Generally speaking, government programs do not favour small businesses. There is usually a fair bit of paperwork that has to be filled out to access them, and they tend to benefit larger firms more than smaller firms.
Anybody can have a subjective opinion as to what's too much and what's too little. When you find small firms in particular struggling to obtain some kind of subsidy or something to incent their hiring of young people—of course you have to tax them to pay for that program—it's much better to leave the money in the businesses' hands to spend as they choose. We've seen a lot of evidence over the years that they make much better decisions for their own businesses, usually because their own livelihood is at stake in the process, than some government bureaucrat does.

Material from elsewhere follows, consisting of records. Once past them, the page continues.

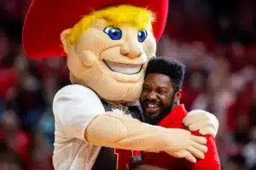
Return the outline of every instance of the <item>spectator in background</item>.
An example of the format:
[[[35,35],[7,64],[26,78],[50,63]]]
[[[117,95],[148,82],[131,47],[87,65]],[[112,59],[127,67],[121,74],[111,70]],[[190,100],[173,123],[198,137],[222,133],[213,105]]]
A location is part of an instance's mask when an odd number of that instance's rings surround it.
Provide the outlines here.
[[[251,141],[245,145],[242,150],[244,157],[246,158],[247,167],[249,168],[256,167],[256,127],[251,131]]]
[[[22,167],[19,156],[3,141],[0,142],[0,169],[26,170]]]
[[[17,154],[22,163],[29,165],[30,138],[20,128],[20,121],[13,110],[5,110],[2,116],[3,138],[7,146]]]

There's such a plethora of programs of many different kinds, but there's very rarely any measurement of how effective they are. It would be good if we could have sunset clauses on a lot of these programs so that they would basically go away or die in a few years, or whatever is an appropriate time period, and then we could assess whether they really created jobs and did what they were intended to do. We don't have that now. So many of these programs aren't measured at all, and often they're driven more by political concerns than economic concerns: “What riding is this business in? Is it in a riding that my party won in the last election?” I've seen that far too often over the years. That's not a good criteria for spending taxpayer money. It should measurable and it should boost the economy, not simply be a politically motivated slush fund.
Of course we've seen subsidies to really inappropriate industries. Maybe it doesn't seem to directly involve the whole youth unemployment issue, but when you're spending billions and billions on failed businesses—electric vehicles is a very good example of that; we've seen many fiascos in that area—that takes money away from every business in the economy, and not just small firms, to be able to hire properly and pay their employees properly.